The list of groups is displayed.
-
On the group details page, click Manage Roles. The Manage Roles page displays the list of services for which you have Administrator access. The service and instance roles that this group has already been granted are also displayed.
Note that you won't see services that you don't have Administrator access for.
- Find the service with instances that you want to edit this group's access to, click the , and then click Manage instance access. The list of instances for the selected service is displayed.
-
On the Manage Access to Instances page, find the name of the instance you want to edit this group's access to.
-
To grant access to this instance: In the Instance Role column, select the role you want to grant to the group. You can select multiple roles from the list.

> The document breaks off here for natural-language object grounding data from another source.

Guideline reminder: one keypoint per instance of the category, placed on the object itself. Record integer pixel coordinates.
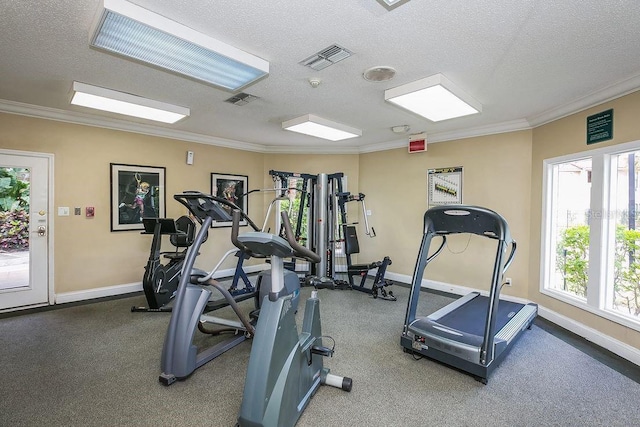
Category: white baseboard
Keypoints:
(623, 350)
(116, 290)
(107, 291)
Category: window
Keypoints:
(591, 232)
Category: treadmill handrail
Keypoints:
(452, 219)
(202, 205)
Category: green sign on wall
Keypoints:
(600, 127)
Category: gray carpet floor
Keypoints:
(97, 365)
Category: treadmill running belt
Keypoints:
(471, 317)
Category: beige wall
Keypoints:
(87, 254)
(566, 136)
(496, 175)
(502, 172)
(314, 164)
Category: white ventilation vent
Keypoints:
(326, 57)
(241, 99)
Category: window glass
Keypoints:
(623, 294)
(570, 203)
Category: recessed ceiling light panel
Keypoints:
(321, 128)
(136, 33)
(113, 101)
(435, 98)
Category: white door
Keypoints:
(24, 267)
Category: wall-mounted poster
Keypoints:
(136, 192)
(444, 186)
(232, 188)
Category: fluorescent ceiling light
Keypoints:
(321, 128)
(123, 103)
(137, 33)
(392, 4)
(435, 98)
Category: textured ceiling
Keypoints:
(526, 61)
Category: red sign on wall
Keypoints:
(417, 146)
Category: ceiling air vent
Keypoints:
(326, 57)
(241, 99)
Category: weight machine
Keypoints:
(324, 203)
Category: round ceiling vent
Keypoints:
(379, 74)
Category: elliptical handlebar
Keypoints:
(203, 205)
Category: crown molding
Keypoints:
(598, 97)
(311, 149)
(75, 117)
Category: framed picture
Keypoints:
(232, 188)
(444, 186)
(136, 192)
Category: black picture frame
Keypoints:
(233, 188)
(136, 192)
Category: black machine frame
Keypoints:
(323, 195)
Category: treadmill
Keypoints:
(474, 333)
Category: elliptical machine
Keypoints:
(180, 357)
(285, 368)
(160, 281)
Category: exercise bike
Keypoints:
(285, 368)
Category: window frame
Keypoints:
(601, 236)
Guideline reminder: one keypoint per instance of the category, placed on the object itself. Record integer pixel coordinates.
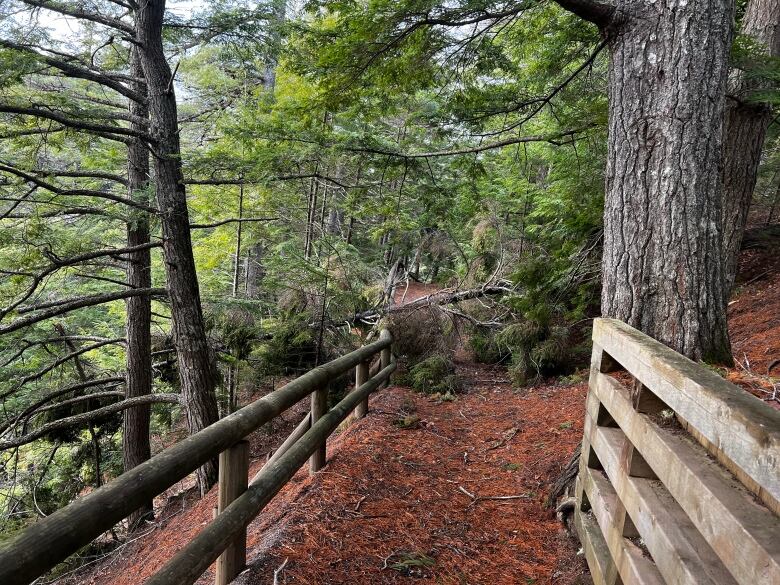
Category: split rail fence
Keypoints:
(54, 538)
(679, 478)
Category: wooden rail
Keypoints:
(52, 539)
(679, 479)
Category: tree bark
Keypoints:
(135, 441)
(744, 133)
(662, 262)
(197, 370)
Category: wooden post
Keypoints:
(233, 480)
(319, 406)
(361, 377)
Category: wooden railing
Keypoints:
(52, 539)
(679, 480)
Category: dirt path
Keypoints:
(394, 503)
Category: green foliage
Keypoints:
(291, 349)
(435, 374)
(485, 347)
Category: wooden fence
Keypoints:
(679, 479)
(52, 539)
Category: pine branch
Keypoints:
(80, 419)
(68, 305)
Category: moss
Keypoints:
(485, 348)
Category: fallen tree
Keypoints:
(442, 297)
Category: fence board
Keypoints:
(643, 474)
(737, 424)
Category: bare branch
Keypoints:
(195, 226)
(599, 13)
(69, 305)
(87, 417)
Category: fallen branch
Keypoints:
(87, 417)
(438, 298)
(476, 499)
(279, 570)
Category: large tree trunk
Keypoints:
(135, 442)
(662, 266)
(197, 370)
(744, 133)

- To remove access to this instance: In the Instance Role column, click the x next to the role you want to remove from the group.
-
- When you are finished editing roles for this service, click Update Instance Settings.
- To edit more instance roles for this group, repeat steps 6 - 7.
- On the Manage Roles page, click Apply Role Settings.
-
If you added roles, in the confirmation dialog, click Send Email to Group to send an email to each member of the group to notify them of this change. Your email client launches with a default email message to the affected users with information about the access changes. You can send the email as written, or make modifications before sending. Return to the Console and click Close.
If you revoked roles, a confirmation dialog displays the services that you modified access to in this session. Click Close.